Lloyd's Maritime and Commercial Law Quarterly
SHIP COLLISIONS—PARTIAL DAMAGE CAUSING LOSS OF PROFIT TO VESSELS UNDER CHARTER: THE CASES AND UNDERLYING PRINCIPLES RE-EXAMINED
John Knott*
Safety factors relating to commercially operated ships trading around the world have improved enormously over the years, but collisions still occur. With ship sizes increasing year by year, the sizes of potential claims for damages also increase. At the height of the freight market some ships can earn over US$100,000 a day, making a recovery of profit lost by a collision a crucial matter. But there are relatively few decisions setting out principles for the recovery or quantification of lost trading profit where ships operate under a charterparty and, as some of the decisions are suspect, only limited guidance can be gained from them. This paper re-examines the more relevant shipping tort cases and seeks to clarify those principles.

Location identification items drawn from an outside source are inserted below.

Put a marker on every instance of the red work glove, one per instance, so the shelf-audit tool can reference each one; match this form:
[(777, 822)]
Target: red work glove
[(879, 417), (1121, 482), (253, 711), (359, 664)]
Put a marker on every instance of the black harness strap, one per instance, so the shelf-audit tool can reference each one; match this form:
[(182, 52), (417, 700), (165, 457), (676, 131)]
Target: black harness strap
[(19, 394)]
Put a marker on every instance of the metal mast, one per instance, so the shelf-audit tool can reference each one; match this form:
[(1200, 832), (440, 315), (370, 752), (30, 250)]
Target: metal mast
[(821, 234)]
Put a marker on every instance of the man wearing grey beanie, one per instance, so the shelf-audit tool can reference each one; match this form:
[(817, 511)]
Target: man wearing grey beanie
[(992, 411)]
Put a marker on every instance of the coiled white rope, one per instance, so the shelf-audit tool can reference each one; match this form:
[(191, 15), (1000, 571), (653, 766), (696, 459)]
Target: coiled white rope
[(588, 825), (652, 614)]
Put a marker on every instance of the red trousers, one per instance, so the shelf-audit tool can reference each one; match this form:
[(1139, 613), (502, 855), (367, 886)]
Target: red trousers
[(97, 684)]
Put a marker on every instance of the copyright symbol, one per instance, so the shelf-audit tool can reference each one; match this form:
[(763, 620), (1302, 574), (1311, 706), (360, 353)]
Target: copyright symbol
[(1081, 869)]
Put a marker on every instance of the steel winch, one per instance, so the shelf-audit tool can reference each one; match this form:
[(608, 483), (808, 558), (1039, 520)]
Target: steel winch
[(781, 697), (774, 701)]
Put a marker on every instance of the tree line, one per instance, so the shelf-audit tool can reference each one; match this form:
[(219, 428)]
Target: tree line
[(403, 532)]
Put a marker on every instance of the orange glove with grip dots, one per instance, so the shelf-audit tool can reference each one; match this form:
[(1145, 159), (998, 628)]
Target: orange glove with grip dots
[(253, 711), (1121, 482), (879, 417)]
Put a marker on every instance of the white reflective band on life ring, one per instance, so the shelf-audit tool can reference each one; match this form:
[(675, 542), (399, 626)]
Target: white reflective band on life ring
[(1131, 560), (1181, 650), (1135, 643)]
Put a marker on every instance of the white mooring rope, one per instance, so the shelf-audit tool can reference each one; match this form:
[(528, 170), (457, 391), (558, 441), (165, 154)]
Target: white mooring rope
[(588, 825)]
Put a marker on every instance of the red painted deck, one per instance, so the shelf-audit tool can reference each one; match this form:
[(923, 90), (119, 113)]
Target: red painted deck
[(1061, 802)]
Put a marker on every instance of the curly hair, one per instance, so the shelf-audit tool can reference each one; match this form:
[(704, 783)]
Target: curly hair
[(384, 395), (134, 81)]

I. Assessment of damages: a developing arena
(a) The likelihood of disputes over loss of profit
Where a commercially operated ship is damaged in a collision, an important element of the owner's claim against the other vessel is likely to concern lost profit. Whereas the cost of repairing a partially damaged ship can often be agreed within tolerable limits between attending surveyors, and the cost of replacing a total loss can usually be agreed within a narrow margin between the parties' sale and purchase brokers, when it comes to claims for loss of profit it is highly likely that there will be a dispute. Disputes over establishing and quantifying a loss may arise from difficulties of evidence, or in setting a rate or period for a loss, or in assessing the likelihood of future events; and may also be triggered by economic cycles, a failure to mitigate a loss, or by events subsequent to a collision. A particular feature of the early cases was the search for certain, or virtually certain, loss, as distinct from merely likely or even probable loss, which was regarded as speculative. This had an impact on losses that could be sustained in the future; and, as will be seen, it was only gradually, as the safety of ships increased and the terrors of prognostication diminished, that courts began to consider such claims.